BEARER_TOKEN = os.environ.get("BEARER_TOKEN") or "BEARER_TOKEN_HERE"

Use the BEARER_TOKEN to create our authorization headers:

python

headers = {
    "Authorization": f"Bearer {BEARER_TOKEN}"
}

We'll perform the upsert in batches of batch_size. Make sure that the endpoint_url variable is set to the correct location for your running retrieval-app API.

python

from tqdm.auto import tqdm
import requests
from requests.adapters import HTTPAdapter, Retry

batch_size = 100
endpoint_url = "http://localhost:8000"
s = requests.Session()

# we setup a retry strategy to retry on 5xx errors
retries = Retry(
    total=5,  # number of retries before raising error
    backoff_factor=0.1,
    status_forcelist=[500, 502, 503, 504]
)
s.mount('http://', HTTPAdapter(max_retries=retries))

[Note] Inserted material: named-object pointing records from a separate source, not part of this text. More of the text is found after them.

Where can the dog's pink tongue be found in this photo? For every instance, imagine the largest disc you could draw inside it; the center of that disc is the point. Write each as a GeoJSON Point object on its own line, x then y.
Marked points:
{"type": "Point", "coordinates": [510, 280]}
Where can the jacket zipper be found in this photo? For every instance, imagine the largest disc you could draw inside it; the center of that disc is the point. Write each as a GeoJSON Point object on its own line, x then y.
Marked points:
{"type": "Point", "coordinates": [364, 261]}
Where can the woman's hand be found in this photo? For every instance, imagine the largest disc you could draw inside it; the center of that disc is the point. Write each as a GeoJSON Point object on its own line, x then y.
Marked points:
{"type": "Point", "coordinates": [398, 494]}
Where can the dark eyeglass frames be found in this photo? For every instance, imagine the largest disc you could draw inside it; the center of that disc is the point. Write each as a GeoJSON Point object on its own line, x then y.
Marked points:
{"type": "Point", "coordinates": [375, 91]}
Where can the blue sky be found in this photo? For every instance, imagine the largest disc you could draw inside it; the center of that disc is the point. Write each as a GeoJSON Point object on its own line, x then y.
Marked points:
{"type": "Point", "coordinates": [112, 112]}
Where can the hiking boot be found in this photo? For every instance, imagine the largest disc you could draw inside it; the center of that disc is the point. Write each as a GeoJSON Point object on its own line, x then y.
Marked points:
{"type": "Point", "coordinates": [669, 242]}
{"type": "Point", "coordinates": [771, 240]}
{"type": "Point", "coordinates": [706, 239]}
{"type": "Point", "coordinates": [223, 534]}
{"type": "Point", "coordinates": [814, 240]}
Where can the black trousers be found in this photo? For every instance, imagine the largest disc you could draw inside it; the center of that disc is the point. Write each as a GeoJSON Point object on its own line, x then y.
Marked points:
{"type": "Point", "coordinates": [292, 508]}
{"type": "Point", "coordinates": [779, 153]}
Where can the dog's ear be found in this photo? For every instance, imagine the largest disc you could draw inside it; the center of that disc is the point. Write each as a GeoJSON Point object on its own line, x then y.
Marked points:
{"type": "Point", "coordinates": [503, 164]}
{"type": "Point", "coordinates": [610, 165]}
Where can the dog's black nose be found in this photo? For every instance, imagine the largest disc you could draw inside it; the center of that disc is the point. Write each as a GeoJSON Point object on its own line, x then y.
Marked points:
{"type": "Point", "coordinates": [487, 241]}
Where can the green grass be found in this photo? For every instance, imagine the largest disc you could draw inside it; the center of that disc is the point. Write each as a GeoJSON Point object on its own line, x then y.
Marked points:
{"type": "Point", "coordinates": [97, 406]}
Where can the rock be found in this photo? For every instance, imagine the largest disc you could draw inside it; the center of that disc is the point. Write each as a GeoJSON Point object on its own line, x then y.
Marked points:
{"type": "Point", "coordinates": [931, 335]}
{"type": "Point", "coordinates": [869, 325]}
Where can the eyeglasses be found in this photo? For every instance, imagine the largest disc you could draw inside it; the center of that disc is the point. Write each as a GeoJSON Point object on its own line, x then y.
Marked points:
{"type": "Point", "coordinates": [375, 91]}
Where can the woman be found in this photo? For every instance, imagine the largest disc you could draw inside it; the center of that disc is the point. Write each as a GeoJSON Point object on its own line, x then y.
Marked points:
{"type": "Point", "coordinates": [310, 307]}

for i in tqdm(range(0, len(documents), batch_size)):
    i_end = min(len(documents), i+batch_size)
    # make post request that allows up to 5 retries
    res = s.post(
        f"{endpoint_url}/upsert",
        headers=headers,
        json={
            "documents": documents[i:i_end]
        }
    )

With that our SQuAD records have all been indexed and we can move on to querying.

Making Queries

To query the datastore all we need to do is pass one or more queries to the /query endpoint. We can take a few questions from SQuAD:

python

queries = data['question'].tolist()
# format into the structure needed by the /query endpoint
queries = [{'query': queries[i]} for i in range(len(queries))]
len(queries)

We will use just the first three questions:

python

queries[:3]

python

res = requests.post(
    "http://0.0.0.0:8000/query",
    headers=headers,
    json={
        'queries': queries[:3]
    }
)
res

Now we can loop through the responses and see the results returned for each query:

python

for query_result in res.json()['results']:
    query = query_result['query']
    answers = []
    scores = []
    for result in query_result['results']:
        answers.append(result['text'])
        scores.append(round(result['score'], 2))
    print("-"*70+"\n"+query+"\n\n"+"\n".join([f"{s}: {a}" for a, s in zip(answers, scores)])+"\n"+"-"*70+"\n\n")

The top results are all relevant as we would have hoped. With that we've finished. The retrieval app API can be shut down, and to save resources the Pinecone index can be deleted within the Pinecone console.